Pourquoi nous aimons retourner dans le futur
«Parfois, l’innovation implique de recouvrer ce qui a été perdu.» Dans son formidable livre Les innovateurs, Walter Isaacson explique que progresser peut signifier parfois retrouver des sensations du passé. C’est vrai pour la mode mais aussi pour la technologie. On le sait depuis le retour en force du disque vinyle: le neuf n’oblitère pas toujours le vieux et l’ancien peut parfois apporter une patine supplémentaire. Les médias le démontrent depuis plus d’un siècle. La presse écrite n’a pas disparu avec la radio, elle-même ne s’est pas effacée derrière la TV qui, elle, résiste toujours aux assauts d’internet.
La psychologie du consommateur, tout comme ses usages, ne correspond pas toujours à la marche du progrès. Grâce à un film, Les gardiens de la galaxie, les cassettes audio reviennent en force depuis quatre ans. Comment est-ce possible? Un son de mauvaise qualité, une fragilité qui ne résiste à aucune épreuve et des temps de lecture dépassés rendent ses défauts rédhibitoires pour la plupart des consommateurs. Pourtant, les ventes repartent à la hausse.
Cela peut paraître bien sûr aberrant pour une génération qui a connu ce vieux dispositif avant d’évoluer vers le CD, puis l’écoute de musique dématérialisée sur smartphone. Mais celui qui écoute des cassettes avec un walkman aujourd’hui n’a rien à voir avec son homologue des années 80. Là où le premier apprécie un côté vintage, le second ne voit que des défauts.
Comme on ne demande pas à un homme âgé de porter ses vêtements d’ado, il faut oublier, pour un représentant de la génération X, de comprendre ce qu’un Y peut trouver de «cool» à réécouter des 33 tours. Idem avec les appareils photos instantanés. Tout le monde a désormais dans sa poche un smartphone, bijou de technologie que les photographes d’il y a vingt ans n’auraient pas même osé imaginer. Pourtant, l’appareil qui permet de prendre un cliché et de l’imprimer immédiatement fait aujourd’hui des émules. A l’ère de Snapchat qui vous permet de vous rajouter des oreilles de lapin et de partager cela en direct avec des amis dans le monde entier, le pola revisité triomphe!
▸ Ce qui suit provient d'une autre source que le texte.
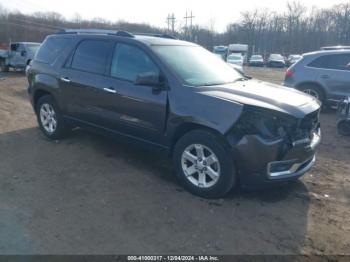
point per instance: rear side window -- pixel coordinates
(338, 62)
(51, 48)
(92, 56)
(129, 61)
Quand Walter Isaacson parle dans son livre de cet étonnant paradoxe, il touche du doigt une évidence. Dans le cycle d’adoption des nouvelles technologies, quand une ancienne d’entre elles revient à la mode, c’est que la dernière-née ne parvient plus à resserrer les liens sociaux autour d’elle. Un risque qui plane constamment sur les acteurs actuels de la tech. Si leurs produits et services deviennent trop standardisés, nous finirons tous par réinstaller des téléphones filaires et retourner sur Second Life.